Published Sep 14, 2009As Ottawa's frosh week saw droves of students, still loan-rich and optimistic, fill Ottawa's newest nightclub, Rio de Janeiro remixers-cum-electro artists the Twelves pumped out a DJ set on two laptops and a microphone.
Acting as the evening's official VJ/DJs, Ottawa multimedia duo the Latest Artists helped greet fans upon Ritual's 10:15 p.m. door opening. Blending a motorized mix of techno/house with a smattering of new-school hip hop, the Latest Artists' Andrew O'Malley kept the bpms high amid a hypnotic display of po-mo video visuals festooning the backdrop of the stage, courtesy of wife and business partner Deborah.
Taking the stage next was Ottawa duo StrayOtic, whose sunglasses-adorned, buttoned-up approach to Midnight Star-era synth-funk helped usher the crowd to the front of the dance floor. Operating an array of instruments including synthesizers, sequencers, drum machines, harmonicas, pan flutes and a didgeridoo (why not?), StrayOtic kept the crowd bouncing despite a few heckling chants of "Chromeo-matic."

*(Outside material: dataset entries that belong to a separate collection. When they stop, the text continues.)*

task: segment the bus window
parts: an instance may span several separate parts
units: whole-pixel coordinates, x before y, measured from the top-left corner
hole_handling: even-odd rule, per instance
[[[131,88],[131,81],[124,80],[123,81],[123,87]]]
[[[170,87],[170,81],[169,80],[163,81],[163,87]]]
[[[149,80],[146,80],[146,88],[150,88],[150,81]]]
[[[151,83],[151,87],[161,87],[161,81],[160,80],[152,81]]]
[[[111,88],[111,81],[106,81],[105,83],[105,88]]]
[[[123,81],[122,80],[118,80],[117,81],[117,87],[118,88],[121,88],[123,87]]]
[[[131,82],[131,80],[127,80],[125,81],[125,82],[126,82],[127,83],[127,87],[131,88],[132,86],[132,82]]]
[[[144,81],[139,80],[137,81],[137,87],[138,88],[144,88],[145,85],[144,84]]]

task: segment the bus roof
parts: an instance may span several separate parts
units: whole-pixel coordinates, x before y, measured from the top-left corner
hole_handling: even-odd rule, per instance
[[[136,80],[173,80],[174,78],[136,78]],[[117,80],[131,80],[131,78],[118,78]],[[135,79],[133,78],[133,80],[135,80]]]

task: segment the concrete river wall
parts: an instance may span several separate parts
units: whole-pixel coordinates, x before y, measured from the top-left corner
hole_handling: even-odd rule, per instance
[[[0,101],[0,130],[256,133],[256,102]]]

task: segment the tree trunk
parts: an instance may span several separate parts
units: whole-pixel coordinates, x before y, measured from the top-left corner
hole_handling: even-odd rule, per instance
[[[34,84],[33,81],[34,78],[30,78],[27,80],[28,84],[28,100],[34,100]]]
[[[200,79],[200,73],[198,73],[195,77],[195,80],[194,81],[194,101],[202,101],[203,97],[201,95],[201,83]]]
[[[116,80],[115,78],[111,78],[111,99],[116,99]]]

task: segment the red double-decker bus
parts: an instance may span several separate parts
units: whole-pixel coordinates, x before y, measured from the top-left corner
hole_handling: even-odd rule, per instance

Hot on the heels of their debut single and some brilliant online-only mixes, Brazil's Twelves slap-chopped their way through a set of club bangers and dense mashers. Falling somewhere in between Girl Talk's Top 40 wave pool and Optimos's obscuro splish-splah, the Twelves lengthy and potent set seemed more concerned about the texture of the beats than the notoriety of the songs themselves.
Focusing on contemporary club hits from Phoenix, Black Kids and Little Boots, the duo pulled out an array of vocal hiccups, fractured beats and serialized rhymes to create a set that played like night-long musical climax. As their peers rely on the low end to keep asses shaking, the Twelves treble-charged performance showed just how three dimensional the art of DJing has become.